If you didn’t know, Super Pi is a Windows program that calculates the value of pi to 32 million digits. The quicker your processor, the quicker it might use the single-threaded program to calculate the worth. It’s about so simple as it might get as a way of measuring a pc’s literal number-crunching efficiency.
So naturally, when Intel formally unveiled the Core i9-14900KS, which may attain speeds of 6.2GHz even with out overclocking, it did so on Pi Day, 3-14 in American notation. And after all maxing out the Super Pi benchmark was one of many first issues customers did with it.
The i9-14900KS now holds the top two spots on the public leaderboard, at 3.662 seconds and three.768 seconds to run the calculation. Noted overclocker specialist Allen “Splave” Golibersuch bought the brand new CPU operating as much as 8.44Ghz, most likely utilizing his unimaginable custom-built, liquid nitrogen-powered cooling setup. That’s a rise of 700 megahertz over his previous Core i9-14900K.

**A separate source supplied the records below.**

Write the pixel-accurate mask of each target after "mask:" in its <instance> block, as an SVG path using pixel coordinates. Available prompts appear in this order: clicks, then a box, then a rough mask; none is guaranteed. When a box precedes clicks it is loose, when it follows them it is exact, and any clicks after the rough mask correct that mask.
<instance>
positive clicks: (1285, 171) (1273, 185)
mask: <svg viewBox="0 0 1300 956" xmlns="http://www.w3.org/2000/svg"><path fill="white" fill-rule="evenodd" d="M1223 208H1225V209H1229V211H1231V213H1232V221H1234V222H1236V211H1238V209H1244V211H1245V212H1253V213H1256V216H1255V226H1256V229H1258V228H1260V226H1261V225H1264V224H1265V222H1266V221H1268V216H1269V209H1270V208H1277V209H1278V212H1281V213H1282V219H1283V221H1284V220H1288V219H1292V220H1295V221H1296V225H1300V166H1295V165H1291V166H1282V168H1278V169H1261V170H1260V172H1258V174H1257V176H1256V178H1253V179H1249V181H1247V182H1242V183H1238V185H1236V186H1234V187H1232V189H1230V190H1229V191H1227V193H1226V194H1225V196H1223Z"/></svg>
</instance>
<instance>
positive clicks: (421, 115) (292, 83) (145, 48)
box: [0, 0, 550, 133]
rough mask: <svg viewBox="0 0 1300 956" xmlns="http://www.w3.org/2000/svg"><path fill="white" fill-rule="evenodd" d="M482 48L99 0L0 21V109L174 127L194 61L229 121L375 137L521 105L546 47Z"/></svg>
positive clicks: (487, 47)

For just a little comparability, I simply ran the Super Pi program on my home-built PC, which I not too long ago upgraded with a new AMD Ryzen 7 7800X3D. That’s a darn good CPU, particularly for gaming…nevertheless it doesn’t maintain a candle to Intel’s 24-core, $700 beast and Splave’s overclocking expertise. My 32-million-digit calculation took six minutes, 4 seconds.
I’m going guilty it on operating WordPress in Chrome on the similar time.